A Senate Democrat says the Trump administration can’t keep its story straight — and that the contradictions are coming from inside the briefing room.

Sen. Elissa Slotkin blasted the administration’s classified briefing on recent U.S. strikes against alleged drug boats, saying top officials undercut the White House’s public narrative and raised serious questions about leadership and intent.

Speaking Wednesday on CNN’s The Lead with Jake Tapper, the Michigan Democrat said she walked away from Tuesday’s closed-door Senate Foreign Relations Committee briefing with little confidence in the administration’s explanation.

“I don’t trust their leadership,” Slotkin said flatly.

Defense Secretary Pete Hegseth and Secretary of State Marco Rubio led the classified session, but according to Slotkin, their testimony contradicted key claims President Donald Trump has used to justify the strikes.

U.S. Sen. Elissa Slotkin talks to staff after a tour of MediLodge of Okemos nursing care facility on Thursday, April 24, 2025, in Okemos.

Most notably, Slotkin said senators were told the targeted boats were likely headed to Europe — not the United States — despite repeated public statements from the administration framing the operations as a direct defense of Americans.

Even more striking, she said officials acknowledged the vessels were likely carrying cocaine, not fentanyl, undermining Trump’s recent declaration that fentanyl is a “weapon of mass destruction” requiring extraordinary military action.

“Literally, as Mr. Rubio and Secretary Hegseth are telling us, the only thing they’re doing is going after these boats because they’re carrying drugs,” Slotkin said.

She contrasted that explanation with comments attributed to the president’s chief of staff in a Vanity Fair report, which suggested the real objective was political — not narcotics.

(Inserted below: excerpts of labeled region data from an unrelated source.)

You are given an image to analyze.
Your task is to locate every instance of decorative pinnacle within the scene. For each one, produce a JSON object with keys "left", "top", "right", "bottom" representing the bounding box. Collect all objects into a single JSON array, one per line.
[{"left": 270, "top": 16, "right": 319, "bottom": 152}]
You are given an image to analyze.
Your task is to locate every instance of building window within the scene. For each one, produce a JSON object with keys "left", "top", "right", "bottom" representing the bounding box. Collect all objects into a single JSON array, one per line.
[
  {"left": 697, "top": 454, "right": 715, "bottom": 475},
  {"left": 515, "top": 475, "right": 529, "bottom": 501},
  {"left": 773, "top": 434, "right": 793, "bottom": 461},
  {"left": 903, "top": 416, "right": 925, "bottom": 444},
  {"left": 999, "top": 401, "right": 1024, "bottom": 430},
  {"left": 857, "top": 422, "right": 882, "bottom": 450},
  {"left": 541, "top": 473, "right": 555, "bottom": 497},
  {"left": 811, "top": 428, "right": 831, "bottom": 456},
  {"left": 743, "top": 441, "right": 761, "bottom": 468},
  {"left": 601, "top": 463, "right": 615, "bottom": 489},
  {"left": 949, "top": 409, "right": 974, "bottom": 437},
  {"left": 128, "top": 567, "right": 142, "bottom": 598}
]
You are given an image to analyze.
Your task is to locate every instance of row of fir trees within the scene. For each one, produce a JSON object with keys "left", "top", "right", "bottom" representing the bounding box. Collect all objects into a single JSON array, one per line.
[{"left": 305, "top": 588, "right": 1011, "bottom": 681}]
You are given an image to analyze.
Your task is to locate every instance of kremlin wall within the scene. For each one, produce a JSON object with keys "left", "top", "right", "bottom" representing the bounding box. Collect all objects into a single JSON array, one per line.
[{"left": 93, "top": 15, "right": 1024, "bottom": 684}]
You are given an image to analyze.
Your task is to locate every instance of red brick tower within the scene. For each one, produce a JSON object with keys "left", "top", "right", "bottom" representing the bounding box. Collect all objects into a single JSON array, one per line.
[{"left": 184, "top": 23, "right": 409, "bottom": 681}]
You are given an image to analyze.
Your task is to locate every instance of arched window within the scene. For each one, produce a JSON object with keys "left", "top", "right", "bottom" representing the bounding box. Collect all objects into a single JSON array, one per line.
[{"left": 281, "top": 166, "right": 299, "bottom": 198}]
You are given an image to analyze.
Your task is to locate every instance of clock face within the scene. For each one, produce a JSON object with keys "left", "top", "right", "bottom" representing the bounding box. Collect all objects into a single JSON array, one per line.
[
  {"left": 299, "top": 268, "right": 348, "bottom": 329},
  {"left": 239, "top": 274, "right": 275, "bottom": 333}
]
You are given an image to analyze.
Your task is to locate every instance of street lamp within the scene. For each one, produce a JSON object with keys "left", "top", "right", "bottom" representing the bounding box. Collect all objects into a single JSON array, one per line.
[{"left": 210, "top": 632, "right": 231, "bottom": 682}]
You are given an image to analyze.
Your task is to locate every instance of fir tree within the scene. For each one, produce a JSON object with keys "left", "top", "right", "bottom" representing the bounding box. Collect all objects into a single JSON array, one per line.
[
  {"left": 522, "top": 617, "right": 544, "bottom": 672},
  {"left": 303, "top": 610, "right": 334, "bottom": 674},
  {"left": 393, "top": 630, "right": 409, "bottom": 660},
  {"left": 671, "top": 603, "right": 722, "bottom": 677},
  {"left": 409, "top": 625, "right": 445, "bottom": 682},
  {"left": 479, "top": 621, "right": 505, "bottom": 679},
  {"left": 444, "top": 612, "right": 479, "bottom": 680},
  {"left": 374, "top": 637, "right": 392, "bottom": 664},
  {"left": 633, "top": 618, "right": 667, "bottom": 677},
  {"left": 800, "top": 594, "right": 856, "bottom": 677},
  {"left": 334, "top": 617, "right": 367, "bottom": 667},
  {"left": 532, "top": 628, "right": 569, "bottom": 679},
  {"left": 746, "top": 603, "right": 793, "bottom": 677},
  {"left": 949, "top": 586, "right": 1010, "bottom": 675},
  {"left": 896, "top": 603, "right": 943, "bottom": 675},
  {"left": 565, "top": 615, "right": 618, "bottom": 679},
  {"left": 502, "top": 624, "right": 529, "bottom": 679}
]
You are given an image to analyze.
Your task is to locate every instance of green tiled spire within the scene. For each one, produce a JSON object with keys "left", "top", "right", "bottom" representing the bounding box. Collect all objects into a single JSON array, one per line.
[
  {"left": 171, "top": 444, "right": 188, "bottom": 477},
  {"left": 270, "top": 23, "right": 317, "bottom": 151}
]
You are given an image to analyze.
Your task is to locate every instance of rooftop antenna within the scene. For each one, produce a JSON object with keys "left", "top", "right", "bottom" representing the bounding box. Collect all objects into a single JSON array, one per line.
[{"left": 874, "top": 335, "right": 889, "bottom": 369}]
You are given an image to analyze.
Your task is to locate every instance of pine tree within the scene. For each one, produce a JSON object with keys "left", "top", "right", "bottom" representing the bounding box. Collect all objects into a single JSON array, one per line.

“At the same time,” Slotkin said, “we have the chief of staff to the president talking about, ‘The whole point is just to get Maduro out.’ That’s regime change.”

The clash between the classified briefing and the administration’s public messaging, Slotkin said, points to deeper dysfunction.

“Get your story straight before you come and brief the Senate,” she said. “And again, it’s the leadership I have concerns about.”

President Donald Trump said on social media that the U.S. military had conducted another strike against a Venezuelan boat.@realDonaldTrump via Truth Social

The Trump administration has defended the strikes as necessary to combat transnational drug trafficking and protect U.S. national security. But Slotkin’s comments suggest lawmakers are being told something far less dramatic behind closed doors — and something far less unified.

The senator did not accuse Hegseth or Rubio of misleading Congress directly, but her remarks painted a picture of an administration advancing shifting justifications depending on the audience.

For critics, the episode raises familiar questions: Are these strikes about drugs, deterrence, domestic politics — or a proxy battle aimed at destabilizing Venezuela’s government?

For Slotkin, the answer is less important than the process.

When classified briefings contradict public rhetoric, she warned, credibility collapses — and with it, trust in the people steering American military power.

“You can’t run national security on mixed messages,” she said.